Davalı vekilinin temyizi üzerine dosya Yargıtaya gönderilmiş, Yargıtay 17. Hukuk Dairesi 21/05/2018 tarih 2015/17453 esas 2018/5292 karar sayılı ilamında; ” .. maddi ve hukuksal olgulara göre sınırlı bir alan için ayrıksı düzenleme getiren, ceza zamanaşımı süresinin eldeki dava bakımından uygulanamayacağı; davacı isteminin işyeri sigorta poliçesine dayandığı ve istem için TTK’nun 1268. maddesi ve genel şart düzenlemeleri gereği 2 yıllık zamanaşımı süresinin geçerli olduğu; davanın 2 yıllık zamanaşımı süresi içinde açılmadığı; davalı vekilinin, yasal süresi içinde usulünce zamanaşımı def’ini ileri sürdüğü gözetilerek, davacı isteminin zamanaşımı nedeniyle reddine karar verilmesi gerekirken, yanılgılı değerlendirme ve hatalı gerekçeyle yazılı olduğu biçimde hüküm tesisi doğru görülmemiştir.. ” gerekçesi ile mahkememiz kararını bozmuştur.
Mahkememizce usul ve yasaya uygun bozma ilamına uyularak yargılamaya devam edilmiştir.
Dava, işyeri sigorta sözleşmesinden kaynaklanan tazminat istemine ilişkindir.
Davacı taraf, davacının murisine ait sigortalı işyerinin dava dışı kiracı şirket tarafından hasar verilerek kullanılamaz hale getirildiğini bu nedenle uğradığı zararın tahsilini talep etmekte, davalı taraf, poliçeye dayanan istemin zamanaşımına uğradığı savunmasında bulunmuştur.

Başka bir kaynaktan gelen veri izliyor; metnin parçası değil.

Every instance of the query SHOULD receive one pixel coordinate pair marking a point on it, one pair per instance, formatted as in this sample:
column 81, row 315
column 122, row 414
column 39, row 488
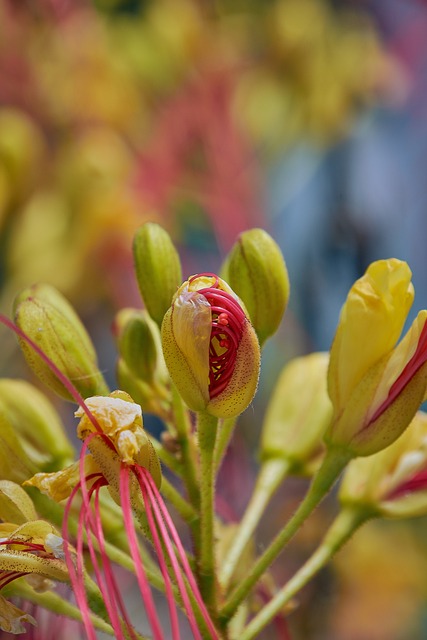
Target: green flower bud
column 63, row 339
column 298, row 414
column 36, row 421
column 46, row 293
column 139, row 342
column 15, row 464
column 256, row 271
column 157, row 267
column 210, row 347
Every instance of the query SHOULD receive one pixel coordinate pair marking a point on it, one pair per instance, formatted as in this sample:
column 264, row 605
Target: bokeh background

Poliçe tanzim tarihi ve riziko tarihi itibariyle yürürlükte bulunan 6762 sayılı Türk Ticaret Kanunu’nun 1268. maddesinde “Sebepsiz yere ödenmiş bulunan primin veya sigorta bedelinin geri alınması alacakları dahil sigorta mukavelesinden doğan bütün mutalebeler, iki yılda müruruzamana uğrar” düzenlemesine yer verilmiştir. Aynı şekilde, Yangın Sigortası Genel Şartları’nın C.10. maddesinde de “sigorta sözleşmesinden doğan bütün talepler iki yılda zamanaşımına uğrar” düzenlemesi benimsenmiştir.

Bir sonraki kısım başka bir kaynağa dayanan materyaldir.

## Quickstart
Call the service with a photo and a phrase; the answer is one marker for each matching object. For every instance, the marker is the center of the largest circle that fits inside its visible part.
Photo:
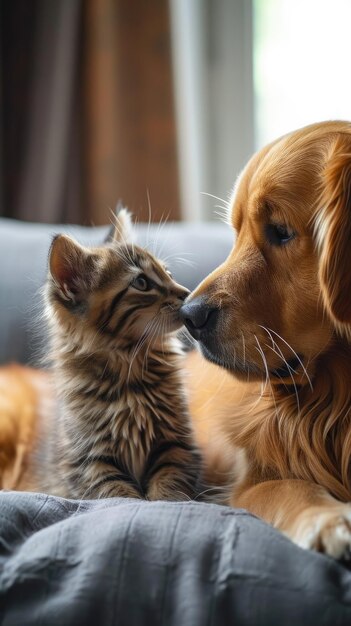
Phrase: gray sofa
(128, 562)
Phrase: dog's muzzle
(199, 317)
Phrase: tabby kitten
(123, 427)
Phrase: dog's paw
(325, 529)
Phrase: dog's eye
(279, 234)
(141, 283)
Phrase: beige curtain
(87, 109)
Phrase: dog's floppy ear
(333, 225)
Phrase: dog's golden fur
(279, 303)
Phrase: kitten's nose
(181, 292)
(199, 317)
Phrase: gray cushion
(191, 251)
(133, 563)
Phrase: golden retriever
(274, 323)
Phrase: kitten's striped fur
(123, 426)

Davaya konu sigorta teminatının 11.11.2004 / 2005 tarihlerini kapsayacak şekilde … poliçe nolu Klasik Yangın Sigorta Poliçesi ile davalı … şirketine sigortalı olduğu, dava tarihinin 22.01.2014 tarihi olduğu görülmüştür.

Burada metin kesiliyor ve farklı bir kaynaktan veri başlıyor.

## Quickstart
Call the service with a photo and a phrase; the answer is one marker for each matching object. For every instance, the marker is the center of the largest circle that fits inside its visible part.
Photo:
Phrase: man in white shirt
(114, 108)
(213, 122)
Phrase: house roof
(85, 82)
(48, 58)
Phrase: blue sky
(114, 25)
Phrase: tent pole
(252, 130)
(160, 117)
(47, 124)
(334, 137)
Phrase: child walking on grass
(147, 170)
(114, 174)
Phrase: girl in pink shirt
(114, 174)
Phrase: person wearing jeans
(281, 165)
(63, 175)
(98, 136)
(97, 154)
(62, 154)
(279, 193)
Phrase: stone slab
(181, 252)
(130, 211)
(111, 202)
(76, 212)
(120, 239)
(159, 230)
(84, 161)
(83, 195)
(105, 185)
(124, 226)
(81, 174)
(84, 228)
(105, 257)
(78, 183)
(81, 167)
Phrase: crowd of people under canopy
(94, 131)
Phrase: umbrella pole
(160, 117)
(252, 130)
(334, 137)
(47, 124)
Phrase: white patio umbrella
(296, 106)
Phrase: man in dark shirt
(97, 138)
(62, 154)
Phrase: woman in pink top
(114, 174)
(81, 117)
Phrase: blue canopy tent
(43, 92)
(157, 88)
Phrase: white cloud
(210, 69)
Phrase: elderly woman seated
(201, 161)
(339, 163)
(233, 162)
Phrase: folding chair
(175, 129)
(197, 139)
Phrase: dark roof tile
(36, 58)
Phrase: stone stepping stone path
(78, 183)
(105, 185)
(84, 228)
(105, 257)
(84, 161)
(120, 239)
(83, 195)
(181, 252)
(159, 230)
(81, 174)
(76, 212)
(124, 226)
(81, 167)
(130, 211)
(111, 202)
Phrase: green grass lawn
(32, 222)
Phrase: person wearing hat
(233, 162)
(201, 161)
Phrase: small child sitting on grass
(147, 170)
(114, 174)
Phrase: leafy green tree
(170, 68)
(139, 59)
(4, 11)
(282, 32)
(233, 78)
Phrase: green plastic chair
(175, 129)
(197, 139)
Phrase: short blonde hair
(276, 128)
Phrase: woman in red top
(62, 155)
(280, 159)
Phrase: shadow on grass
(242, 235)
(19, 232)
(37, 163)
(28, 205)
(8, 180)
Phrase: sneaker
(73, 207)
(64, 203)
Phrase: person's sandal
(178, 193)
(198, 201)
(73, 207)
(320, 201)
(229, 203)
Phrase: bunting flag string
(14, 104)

Davacının zarar sigortalarının bir türü olan işyeri sigorta poliçesine dayanan daha önce açılan kısmi davaya ek dava olduğu ve 2 yıllık zamanaşımı süresinin dolduğu görülmekle davanın zamanaşımı nedeni ile reddine karar vermek gerekmiş aşağıdaki şekilde hüküm kurulmuştur.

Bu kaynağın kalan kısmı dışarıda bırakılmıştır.